Monday, August 31, 2009

Cemetery Books Reshelved at the Largo Public Library

There has been an aspect of book organization in the Genealogy Department of the Largo Public Library that for some time has made researching cemetery data more confusing than it needed to be. There were two places you could go to find cemetery books: in the individual state sections where the books were cataloged according to the county in which the cemetery was located, and in the 929.5 section, which is at the very back of the stacks in the genealogy department.

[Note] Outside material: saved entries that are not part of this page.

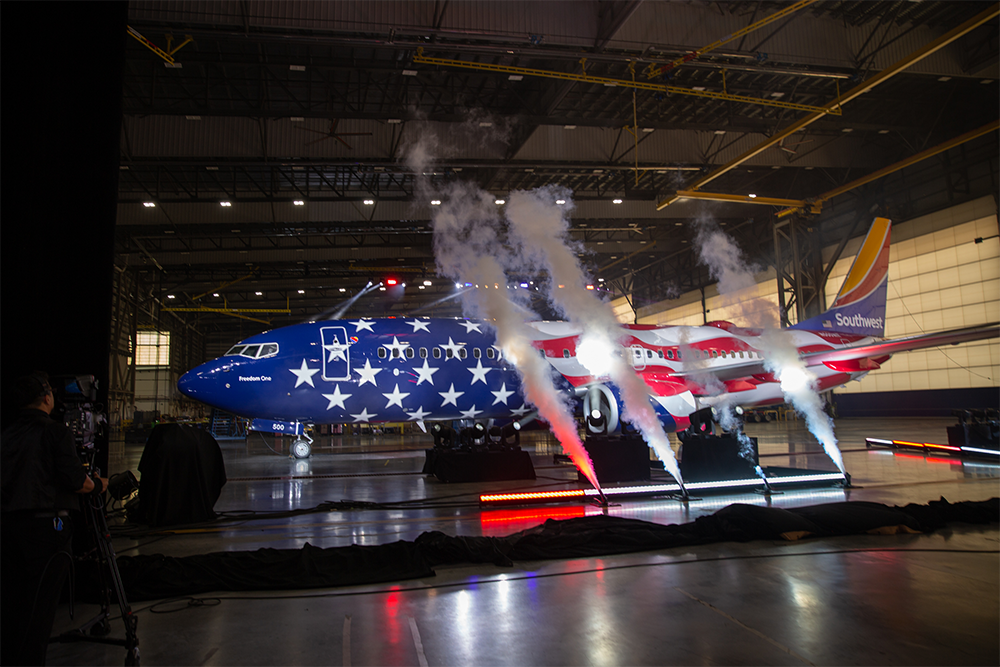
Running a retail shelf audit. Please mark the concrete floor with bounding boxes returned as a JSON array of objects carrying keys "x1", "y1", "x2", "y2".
[{"x1": 48, "y1": 418, "x2": 1000, "y2": 667}]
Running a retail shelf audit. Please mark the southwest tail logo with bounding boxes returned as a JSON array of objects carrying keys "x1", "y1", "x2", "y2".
[{"x1": 791, "y1": 218, "x2": 892, "y2": 338}]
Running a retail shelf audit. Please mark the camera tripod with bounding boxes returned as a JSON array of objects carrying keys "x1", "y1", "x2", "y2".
[{"x1": 49, "y1": 466, "x2": 139, "y2": 667}]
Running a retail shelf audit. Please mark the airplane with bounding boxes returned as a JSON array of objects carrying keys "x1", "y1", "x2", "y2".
[{"x1": 178, "y1": 218, "x2": 1000, "y2": 457}]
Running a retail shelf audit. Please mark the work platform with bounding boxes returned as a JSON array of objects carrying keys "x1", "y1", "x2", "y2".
[{"x1": 48, "y1": 418, "x2": 1000, "y2": 667}]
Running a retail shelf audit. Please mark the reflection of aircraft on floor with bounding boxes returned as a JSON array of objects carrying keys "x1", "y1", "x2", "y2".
[{"x1": 179, "y1": 218, "x2": 1000, "y2": 456}]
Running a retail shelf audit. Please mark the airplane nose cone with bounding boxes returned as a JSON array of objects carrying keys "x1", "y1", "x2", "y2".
[{"x1": 177, "y1": 364, "x2": 209, "y2": 399}]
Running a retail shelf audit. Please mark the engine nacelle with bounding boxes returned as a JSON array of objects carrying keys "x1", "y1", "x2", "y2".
[{"x1": 577, "y1": 384, "x2": 621, "y2": 434}]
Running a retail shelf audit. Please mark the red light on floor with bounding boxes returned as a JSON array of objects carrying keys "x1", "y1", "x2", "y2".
[
  {"x1": 479, "y1": 489, "x2": 584, "y2": 503},
  {"x1": 480, "y1": 505, "x2": 586, "y2": 526},
  {"x1": 924, "y1": 442, "x2": 962, "y2": 452}
]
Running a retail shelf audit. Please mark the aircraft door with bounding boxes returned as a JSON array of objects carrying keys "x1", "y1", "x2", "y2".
[
  {"x1": 319, "y1": 327, "x2": 351, "y2": 381},
  {"x1": 629, "y1": 345, "x2": 646, "y2": 371}
]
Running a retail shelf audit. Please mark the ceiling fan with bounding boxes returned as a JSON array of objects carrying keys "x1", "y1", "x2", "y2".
[{"x1": 302, "y1": 118, "x2": 372, "y2": 150}]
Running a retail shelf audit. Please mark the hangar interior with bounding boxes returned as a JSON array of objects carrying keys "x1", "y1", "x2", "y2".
[{"x1": 15, "y1": 0, "x2": 1000, "y2": 665}]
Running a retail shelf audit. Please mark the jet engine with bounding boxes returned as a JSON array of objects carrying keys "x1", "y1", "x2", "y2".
[{"x1": 577, "y1": 384, "x2": 620, "y2": 434}]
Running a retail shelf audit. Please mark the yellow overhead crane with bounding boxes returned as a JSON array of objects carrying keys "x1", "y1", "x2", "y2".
[
  {"x1": 125, "y1": 25, "x2": 194, "y2": 67},
  {"x1": 676, "y1": 120, "x2": 1000, "y2": 218},
  {"x1": 413, "y1": 46, "x2": 840, "y2": 115},
  {"x1": 163, "y1": 268, "x2": 292, "y2": 326},
  {"x1": 645, "y1": 0, "x2": 816, "y2": 79},
  {"x1": 656, "y1": 3, "x2": 1000, "y2": 215}
]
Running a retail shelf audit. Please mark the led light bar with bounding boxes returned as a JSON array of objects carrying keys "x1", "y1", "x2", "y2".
[
  {"x1": 962, "y1": 447, "x2": 1000, "y2": 456},
  {"x1": 479, "y1": 472, "x2": 845, "y2": 505},
  {"x1": 865, "y1": 438, "x2": 1000, "y2": 457}
]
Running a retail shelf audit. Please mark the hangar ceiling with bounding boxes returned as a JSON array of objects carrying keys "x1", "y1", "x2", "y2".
[{"x1": 116, "y1": 0, "x2": 1000, "y2": 346}]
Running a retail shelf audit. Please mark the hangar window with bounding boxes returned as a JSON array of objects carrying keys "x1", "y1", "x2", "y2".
[{"x1": 135, "y1": 331, "x2": 170, "y2": 366}]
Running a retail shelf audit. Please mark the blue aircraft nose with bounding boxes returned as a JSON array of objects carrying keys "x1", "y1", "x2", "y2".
[{"x1": 177, "y1": 361, "x2": 215, "y2": 402}]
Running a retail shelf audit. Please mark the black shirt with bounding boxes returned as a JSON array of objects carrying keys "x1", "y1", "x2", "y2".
[{"x1": 0, "y1": 408, "x2": 87, "y2": 512}]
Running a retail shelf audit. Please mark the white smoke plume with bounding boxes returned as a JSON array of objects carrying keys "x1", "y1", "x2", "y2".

Most researchers looking for printed material spend their time in the portion of the stacks that contain books for their area/state of interest, so it made sense that the cemetery books should be shelved by state and county. This summer that change was made: the books were re-numbered and appropriately shelved, thus bringing together in one logical organizational scheme all of our cemetery books.

So if you had not discovered the cemetery books in the 929.5 section, you should browse your state areas of interest again. You may discover a great resource you previously overlooked.

Sunday, August 30, 2009

Selected NYC Birth Records Online

Thanks to Dick Eastman in his Online Genealogy Newsletter for this information. New York City birth records are now online for selected years. Here is part of Dick's article:

"Thanks to both the German Genealogy Group and the Italian Genealogical Group, an index to New York City births 1901-1907 is now available online. The records were indexed by volunteers representing many different ethnic groups.
"The index is a great convenience but, of course, it is only an index. Genealogists should first find the records of interest in the index, then consult the original records on microfilm to obtain all the details. Images of the original birth records are available on microfilm at the New York City Municipal Archives with copies available through the LDS Family History Library in Salt Lake City and Family History Centers around the world.
"You should also realize that many births of these years were not reported simply because many took place at home and were never reported to authorities.
"You can find the New York City Birth Records from 1901 through 1907 at both and at"

This is only part of Dick's article. You can read the whole thing at:

Saturday, August 29, 2009

Pointers On Researching Deed Records

Sharon Tate Moody, writing for the Tampa Tribune, gives some great tips about researching deeds at courthouses.

She points out that all indexes are not the same, so knowing some of their idiosyncrasies can save you time, and more importantly, can save you from over looking an important document.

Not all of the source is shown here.